The within-host viral kinetics of SARS-CoV-2 infection and how they relate to a person’s infectiousness are not well understood. This limits our ability to quantify the impact of interventions on viral transmission. Here, we develop viral dynamic models of SARS-CoV-2 infection and fit them to data to estimate key within-host parameters such as the infected cell half-life and the within-host reproductive number. We then develop a model linking viral load (VL) to infectiousness and show a person’s infectiousness increases sublinearly with VL and that the logarithm of the VL in the upper respiratory tract is a better surrogate of infectiousness than the VL itself. Using data on VL and the predicted infectiousness, we further incorporated data on antigen and RT-PCR tests and compared their usefulness in detecting infection and preventing transmission. We found that RT-PCR tests perform better than antigen tests assuming equal testing frequency; however, more frequent antigen testing may perform equally well with RT-PCR tests at a lower cost but with many more false-negative tests. Overall, our models provide a quantitative framework for inferring the impact of therapeutics and vaccines that lower VL on the infectiousness of individuals and for evaluating rapid testing strategies.

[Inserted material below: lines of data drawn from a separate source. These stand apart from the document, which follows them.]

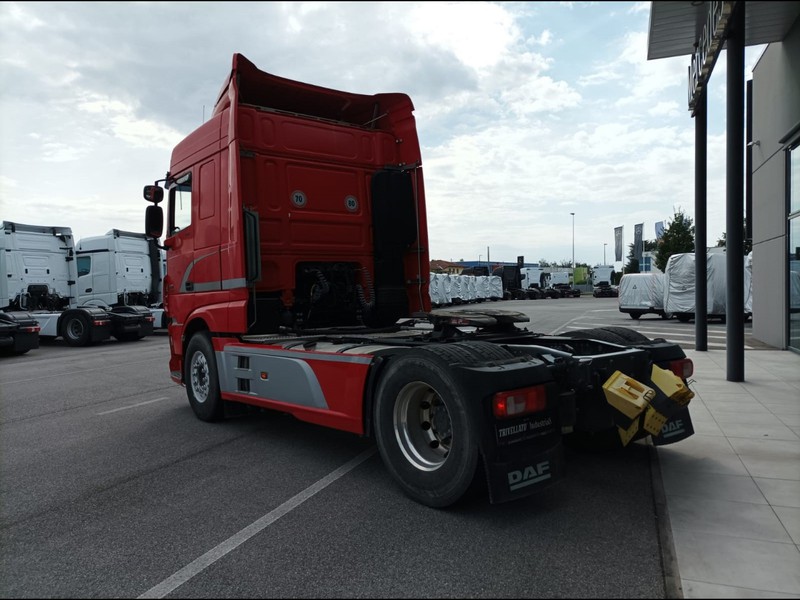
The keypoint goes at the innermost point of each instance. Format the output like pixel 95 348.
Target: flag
pixel 637 242
pixel 618 243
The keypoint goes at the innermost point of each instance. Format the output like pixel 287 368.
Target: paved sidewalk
pixel 733 489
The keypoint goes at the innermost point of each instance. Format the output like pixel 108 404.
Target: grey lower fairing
pixel 276 375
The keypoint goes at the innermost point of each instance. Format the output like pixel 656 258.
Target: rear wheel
pixel 426 433
pixel 201 378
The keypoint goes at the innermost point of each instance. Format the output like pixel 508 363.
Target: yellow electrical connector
pixel 653 421
pixel 671 385
pixel 627 395
pixel 626 435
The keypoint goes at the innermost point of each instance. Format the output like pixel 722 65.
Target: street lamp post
pixel 573 241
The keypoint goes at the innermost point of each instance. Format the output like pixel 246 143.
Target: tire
pixel 426 434
pixel 201 379
pixel 75 330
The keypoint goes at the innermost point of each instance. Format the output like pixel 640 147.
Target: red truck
pixel 297 281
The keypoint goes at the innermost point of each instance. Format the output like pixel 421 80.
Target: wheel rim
pixel 423 427
pixel 75 329
pixel 198 375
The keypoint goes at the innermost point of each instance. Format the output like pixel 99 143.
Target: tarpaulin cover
pixel 679 284
pixel 641 291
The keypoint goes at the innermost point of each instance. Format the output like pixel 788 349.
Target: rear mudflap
pixel 525 473
pixel 677 428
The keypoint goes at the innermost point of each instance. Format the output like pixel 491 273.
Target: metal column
pixel 734 202
pixel 700 223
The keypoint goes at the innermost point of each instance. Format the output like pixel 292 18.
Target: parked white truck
pixel 642 293
pixel 679 286
pixel 40 277
pixel 121 268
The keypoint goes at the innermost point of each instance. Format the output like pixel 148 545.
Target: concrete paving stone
pixel 714 486
pixel 777 431
pixel 779 459
pixel 701 589
pixel 780 492
pixel 772 567
pixel 726 518
pixel 790 517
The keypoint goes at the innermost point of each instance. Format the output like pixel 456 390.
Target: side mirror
pixel 154 220
pixel 153 193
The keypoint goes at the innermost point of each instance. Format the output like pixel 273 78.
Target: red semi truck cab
pixel 297 280
pixel 287 200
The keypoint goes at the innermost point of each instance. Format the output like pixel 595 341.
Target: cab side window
pixel 180 204
pixel 84 265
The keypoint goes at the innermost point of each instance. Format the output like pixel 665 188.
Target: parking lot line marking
pixel 196 566
pixel 108 412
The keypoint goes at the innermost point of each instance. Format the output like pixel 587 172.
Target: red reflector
pixel 683 368
pixel 515 403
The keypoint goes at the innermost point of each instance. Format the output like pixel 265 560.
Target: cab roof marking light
pixel 515 403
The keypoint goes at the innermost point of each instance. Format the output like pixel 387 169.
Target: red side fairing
pixel 335 382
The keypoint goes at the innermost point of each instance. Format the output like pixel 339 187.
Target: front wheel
pixel 425 433
pixel 201 379
pixel 76 330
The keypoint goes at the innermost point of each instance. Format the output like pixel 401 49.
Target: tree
pixel 678 238
pixel 748 243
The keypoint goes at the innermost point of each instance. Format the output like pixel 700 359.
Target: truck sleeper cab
pixel 297 280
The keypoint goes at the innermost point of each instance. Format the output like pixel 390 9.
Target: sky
pixel 526 112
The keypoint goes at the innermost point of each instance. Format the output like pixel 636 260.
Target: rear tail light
pixel 515 403
pixel 683 368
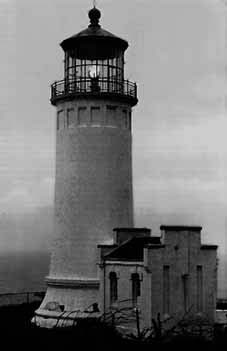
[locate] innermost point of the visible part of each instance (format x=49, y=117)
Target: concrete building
x=93, y=188
x=90, y=272
x=173, y=275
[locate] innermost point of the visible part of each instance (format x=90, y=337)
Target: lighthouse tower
x=93, y=188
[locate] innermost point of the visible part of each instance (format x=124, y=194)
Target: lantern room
x=94, y=65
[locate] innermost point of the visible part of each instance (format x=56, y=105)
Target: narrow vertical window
x=185, y=281
x=199, y=278
x=111, y=115
x=166, y=290
x=130, y=121
x=96, y=117
x=60, y=120
x=113, y=287
x=135, y=288
x=70, y=118
x=125, y=119
x=83, y=116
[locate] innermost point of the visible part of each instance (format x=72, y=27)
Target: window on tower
x=135, y=288
x=113, y=287
x=70, y=118
x=60, y=120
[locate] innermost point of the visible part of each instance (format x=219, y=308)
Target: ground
x=15, y=328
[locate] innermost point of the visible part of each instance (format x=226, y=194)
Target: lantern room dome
x=94, y=42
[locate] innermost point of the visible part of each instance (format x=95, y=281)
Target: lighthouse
x=93, y=181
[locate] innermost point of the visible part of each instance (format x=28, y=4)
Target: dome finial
x=94, y=14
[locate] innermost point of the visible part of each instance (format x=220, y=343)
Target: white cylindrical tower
x=93, y=189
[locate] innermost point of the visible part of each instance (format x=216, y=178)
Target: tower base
x=67, y=301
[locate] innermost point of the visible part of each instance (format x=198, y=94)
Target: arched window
x=135, y=287
x=113, y=287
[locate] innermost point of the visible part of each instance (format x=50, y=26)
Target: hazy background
x=176, y=55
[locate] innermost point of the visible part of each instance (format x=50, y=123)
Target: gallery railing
x=94, y=85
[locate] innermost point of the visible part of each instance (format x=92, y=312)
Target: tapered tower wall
x=93, y=194
x=93, y=191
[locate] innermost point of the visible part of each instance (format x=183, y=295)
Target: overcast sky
x=177, y=57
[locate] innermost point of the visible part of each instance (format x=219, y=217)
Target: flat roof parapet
x=180, y=228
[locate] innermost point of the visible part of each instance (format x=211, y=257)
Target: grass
x=15, y=327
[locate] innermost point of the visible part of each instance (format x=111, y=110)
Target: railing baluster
x=83, y=85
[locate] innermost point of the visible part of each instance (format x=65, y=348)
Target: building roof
x=180, y=227
x=94, y=36
x=132, y=249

SARS-CoV-2 感染的宿主内病毒动力学及其与人的传染性之间的关系尚不清楚。这限制了我们量化干预措施对病毒传播影响的能力。在这里，我们开发了 SARS-CoV-2 感染的病毒动态模型，并将其与数据进行拟合，以估计关键的宿主内参数，例如受感染的细胞半衰期和宿主内的繁殖数。然后，我们开发了一个将病毒载量 (VL) 与传染性联系起来的模型，并显示一个人的传染性随 VL 呈次线性增加，并且上呼吸道 VL 的对数比 VL 本身更能代表传染性。利用 VL 数据和预测的传染性，我们进一步整合了抗原和 RT-PCR 检测的数据，并比较了它们在检测感染和预防传播方面的有用性。我们发现，假设检测频率相同，RT-PCR 检测的效果优于抗原检测；然而，更频繁的抗原检测可能与 RT-PCR 检测同样有效，且成本更低，但假阴性检测更多。总体而言，我们的模型提供了一个定量框架，用于推断降低 VL 的治疗方法和疫苗对个体传染性的影响，并评估快速检测策略。